Riley Pierce has been closely and influentially identified with agricultural interests of Bremer County for many years and is now numbered among the extensive landowners and successful agriculturists of this vicinity. He was born in Cattaraugus county, New York, September 4, 1834, and is a son of Luther and Clarissa (Wells) Pierce, the former born January 18, 1802, and the latter, February 14, 1807. When Luther Pierce was nineteen years of age he agreed to pay his father twenty dollars for the time yet remaining before he attained his majority, and, being thus released from work on the farm, went to New York state, where he worked in the lumber woods. About 1838 he removed to Illinois and there engaged in farming, meeting with well deserved success as a reward of his energy and enterprise. He accumulated six hundred acres of land and amassed a comfortable fortune, which he expended always wisely and practically. In community affairs he took an active and prominent part, serving as justice of the peace and supervisor, and he became known as Father Pierce to his many friends. He had six children, Julian, Rosina, Riley, Desdemona, Mary and Byron.

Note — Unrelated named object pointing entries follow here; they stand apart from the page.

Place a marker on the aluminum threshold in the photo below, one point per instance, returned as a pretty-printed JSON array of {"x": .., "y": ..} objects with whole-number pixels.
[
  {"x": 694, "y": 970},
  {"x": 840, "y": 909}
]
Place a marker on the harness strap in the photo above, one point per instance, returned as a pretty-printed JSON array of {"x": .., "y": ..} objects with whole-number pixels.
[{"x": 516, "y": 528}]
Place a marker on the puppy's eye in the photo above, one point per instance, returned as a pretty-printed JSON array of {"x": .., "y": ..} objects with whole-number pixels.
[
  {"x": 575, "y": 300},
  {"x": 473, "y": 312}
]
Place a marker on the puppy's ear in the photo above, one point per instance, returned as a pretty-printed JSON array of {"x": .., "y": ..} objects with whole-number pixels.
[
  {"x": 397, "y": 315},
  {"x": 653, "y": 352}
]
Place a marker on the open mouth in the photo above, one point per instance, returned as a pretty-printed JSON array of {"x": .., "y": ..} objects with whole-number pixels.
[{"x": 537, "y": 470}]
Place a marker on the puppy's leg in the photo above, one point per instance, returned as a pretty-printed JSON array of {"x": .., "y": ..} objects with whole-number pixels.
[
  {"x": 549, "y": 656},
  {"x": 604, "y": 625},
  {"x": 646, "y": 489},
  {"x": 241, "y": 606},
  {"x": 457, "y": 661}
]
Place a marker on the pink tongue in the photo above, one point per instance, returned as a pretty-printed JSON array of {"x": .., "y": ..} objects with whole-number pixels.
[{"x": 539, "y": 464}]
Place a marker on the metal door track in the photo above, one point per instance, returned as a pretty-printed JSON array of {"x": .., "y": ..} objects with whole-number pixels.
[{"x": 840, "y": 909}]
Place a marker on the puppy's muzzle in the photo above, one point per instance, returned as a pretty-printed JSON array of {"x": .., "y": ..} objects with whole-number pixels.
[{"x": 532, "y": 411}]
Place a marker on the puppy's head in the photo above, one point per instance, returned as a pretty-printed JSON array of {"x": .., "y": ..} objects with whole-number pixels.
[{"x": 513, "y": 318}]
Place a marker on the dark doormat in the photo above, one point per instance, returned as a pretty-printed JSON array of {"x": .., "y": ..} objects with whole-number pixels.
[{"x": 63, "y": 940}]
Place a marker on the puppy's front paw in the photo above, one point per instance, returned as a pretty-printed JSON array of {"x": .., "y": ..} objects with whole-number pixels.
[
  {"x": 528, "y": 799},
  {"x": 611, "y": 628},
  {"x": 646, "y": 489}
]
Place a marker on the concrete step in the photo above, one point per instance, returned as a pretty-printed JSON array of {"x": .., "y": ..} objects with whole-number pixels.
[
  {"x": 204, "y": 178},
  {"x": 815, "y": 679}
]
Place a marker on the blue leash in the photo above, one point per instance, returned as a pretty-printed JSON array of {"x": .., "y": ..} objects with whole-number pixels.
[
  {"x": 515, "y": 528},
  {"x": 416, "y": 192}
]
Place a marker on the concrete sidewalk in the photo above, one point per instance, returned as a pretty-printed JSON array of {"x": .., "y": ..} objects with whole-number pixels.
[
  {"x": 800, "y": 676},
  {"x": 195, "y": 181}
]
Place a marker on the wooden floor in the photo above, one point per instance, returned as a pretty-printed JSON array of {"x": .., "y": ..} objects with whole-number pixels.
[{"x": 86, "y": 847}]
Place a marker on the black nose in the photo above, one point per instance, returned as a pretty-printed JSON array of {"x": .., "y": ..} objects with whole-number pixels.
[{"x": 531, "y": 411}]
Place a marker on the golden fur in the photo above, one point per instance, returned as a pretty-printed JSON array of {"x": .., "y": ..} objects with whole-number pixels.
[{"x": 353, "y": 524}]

Riley Pierce was still a child when his parents moved to Illinois and he acquired his education in the public schools of that state. In 1859 he joined a party of pioneers driving ox teams across the continent to California. He started from his home in DuPage county, four miles south of Elgin, and afterward joined a party of travelers with fifty wagons. The caravan made the trip to California without being molested and in that state Mr. Pierce engaged in teaming and farming, having joined a cousin, Hiram Thurston, who had gone to the state ten years before. He worked in the latter's employ for some time and remained in California until 1861, in which year he returned by way of the Isthmus, intending to enlist for service in the Civil War. Being, however, too late for the first draft of seventy-five thousand volunteers and too early for the draft of three hundred thousand, he moved to Iowa and settled in Bremer county, this state, buying land in Polk township from the government. He paid one dollar and twenty-five cents per acre for this property and he continued to develop and improve it for many years thereafter, adding greatly to its value and attractiveness. His holdings comprise three hundred and twenty-four acres and there are also eighty acres across the river, which Mr. Pierce uses as pasture for his fine herd of shorthorn and Durham cattle and his registered Percheron horses. On the home farm Mr. Pierce has erected two large silos, fine barns and outbuildings and a comfortable residence and has made it in all respects a valuable and productive property. He still makes his home upon it and gives a general supervision to its management, but the farm is operated by his sons, who have also charge of a large property in Wisconsin and another in North Dakota. Mr. Pierce is vice president of the Savings Bank of Plainfield and is recognized as a discriminating financier and a farsighted and able business man.

On the 23rd of September, 1862, Mr. Pierce was united in marriage to Miss Vernelia Panton, a native of Oakland county, Michigan, and a daughter of William and Jane Ann (Lane) Panton, the former born in Milton, Kent county, England, and the latter in Victor, New York. Mr. and Mrs. Pierce became the parents of three children: William, who lives at home; Frank, who lives in Wisconsin, where he has married and where he engages successfully in the lumber business, being also president of the First National Bank at Winona; and Vernon, also at home.

Mr. Pierce gives his political allegiance to the democratic party and has served two three-year terms as supervisor. In 1904 he was delegate to the National Farmers Convention at Fort Worth, Texas, and he gives his aid and active support to every progressive public project, being known as a loyal and public-spirited citizen. He is a worthy and upright gentleman, whose life has ever been in harmony with his professions and whose good qualities have gained for him an honored name.